Angara made the statement after the Department of Energy (DOE) launched its National Renewable Energy Plan (NREP) yesterday. Based on the NREP, the government aims to have the country's energy mix consist of 50 percent RE by 2030. Renewable energy sources, primarily geothermal and hydropower, currently make up 35 percent of the mix. The Philippines is the second biggest producer of geothermal energy in the world, next only to the United States.

"We need to recognize that RE is the future of energy. Most governments around the world are listening to their scientists and experts, making bold moves to invest in RE sources. If we move slowly, we will be left behind," Angara emphasized.

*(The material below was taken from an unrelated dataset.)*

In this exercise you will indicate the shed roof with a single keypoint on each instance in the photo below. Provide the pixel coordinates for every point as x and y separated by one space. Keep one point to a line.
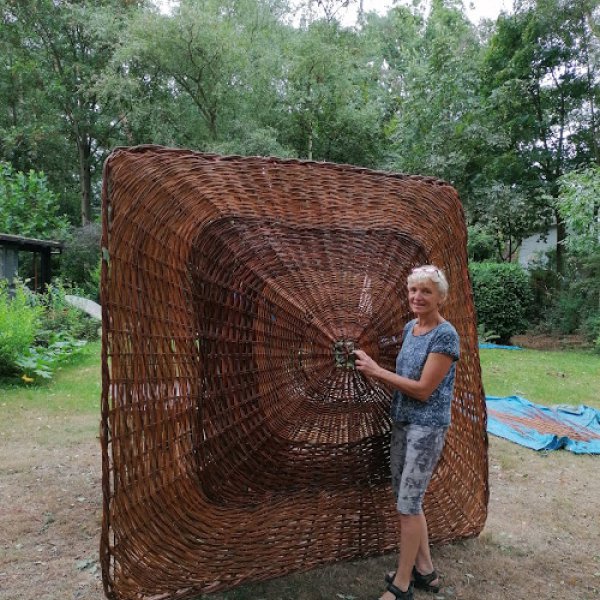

He said that critics of renewables in the government and private sector are hesitant to embrace new technologies due to concerns that they are unproven unlike like coal and fossil fuels.

"But the extensive worldwide R&D going into RE is making sure the technologies will be affordable and efficient sooner than later. Experts believe that grid parity - or the point at which the cost of producing electricity through alternative means is as cheap as the prevailing grid power - is within reach," Angara said.

Angara, Chair of the Congressional Commission on Science Technology and Engineering (COMSTE), said that the commission has been working closely with the RE industry to jumpstart the local market and help government recognize the viability of wind, solar, biomass and other RE sources.

Angara pointed out that technology conglomerate General Electric (GE), the largest wind turbine supplier in the United States and one of the world's biggest, has predicted that solar will likely become cheaper than fossil fuels in five years owing to innovations.

Google is also helping develop greener sources of power in line with its corporate goal of producing no net greenhouse emissions. It recently agreed to invest $280 million in a home solar program that will help homeowners put solar panels on their rooftops.

Angara, author of the Philippines' Renewable Energy Law, added that even the Asian Development Bank (ADB) is backing the development of solar in the Asia-Pacific region, targeting 3,000 MW installations by 2013. The ADB is planning to invest $2.25 billion in financing solar projects, with an additional $6.75 billion to be funded from the private sector.

"Renewable energy, especially solar power, is a potential game-changer. These technologies will only grow much cheaper in costs and higher in efficiency as innovations are continually made," he said.

Angara continued, "The government should encourage - and lead - the aggressive development of RE. It will create a wealth of high-paying, 'green' jobs and industries, while also promoting cleaner, alternative energy sources. It is a winning proposition for our country."